Cooperation frameworks that are genuinely and fully aligned with the needs and priorities set by the host government are what make tangible everything negotiated in multilateral forums and enshrined in the global agreements reached there. The UN system often appears to be a body without grounded outcomes, but I believe this is primarily a communication failure at the global level, driven in large part by insufficient understanding of the significance of the projects the UN advances around the world.
The struggle for a better world means improving the quality of life not only of human beings but of all forms of life we share the planet's biosphere with. The United Nations has the capacity to forge agreements at multiple levels, but more importantly, to support specific projects that make the value of that contribution visible and concrete. Every agency, from its founding mandate, carries particular responsibilities or areas of focus for addressing the complex relationship between human beings and their geography, their home. Yet those agreements do not happen on the initiative of the agencies or the UN system alone; they are the sum of global political will and the local national decisions about what kind of cooperation is being sought.

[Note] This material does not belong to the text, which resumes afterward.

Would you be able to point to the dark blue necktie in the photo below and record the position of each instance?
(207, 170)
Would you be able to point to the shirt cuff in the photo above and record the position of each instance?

Multilateralism extends well beyond the UN, but using it as a reference makes it possible to visualize, in concrete terms, how nationally defined problems can be solved. Drawing on globally generated knowledge, developed across many latitudes, to address everything from water resource crises to frameworks for protecting women represents a genuine opportunity for any administration. The effort to apply that knowledge must be concentrated on the specific agenda the administration in question is advancing. National agendas and UN agency engagement are therefore an extraordinary complement for achieving the development objectives that emerge from each country's legitimate democratic processes.
Finally, after these twenty months, my conviction in the multilateral system is renewed by the success of aligning the UN Cooperation Framework, fully and explicitly, with the National Development Plan issued by the current government. Added to this is the understanding that the United Nations and its agencies are useful precisely to the extent that they have concrete projects to carry out. Generating specific project agendas to address the day-to-day challenges a country faces is the strongest source of legitimacy for the decades of work that have gone into defending global multilateralism.
Frequently Asked Questions
What is the UN Cooperation Framework and why does it matter?
The UN Cooperation Framework is the document that aligns the work of all UN agencies in a given country with that country's national priorities. When genuinely aligned with the host government's development plan, it translates multilateral agreements into concrete, measurable projects at the national level.
What is the main critique of the multilateral system?
The central criticism is that the multilateral system is too slow and too removed from tangible outcomes to justify the political and financial capital invested in it. The author argues this is largely a communication problem, and that the solution lies in generating specific, visible projects rather than overhauling the architecture.
How can UN agencies like UNDP and UN-Habitat deliver concrete results?
These agencies succeed when host governments define clear, specific project agendas that anchor the agencies' global expertise to local development needs. UNDP's decades of equity-focused development work and UN-Habitat's territorial normative frameworks are cited as proof of concept.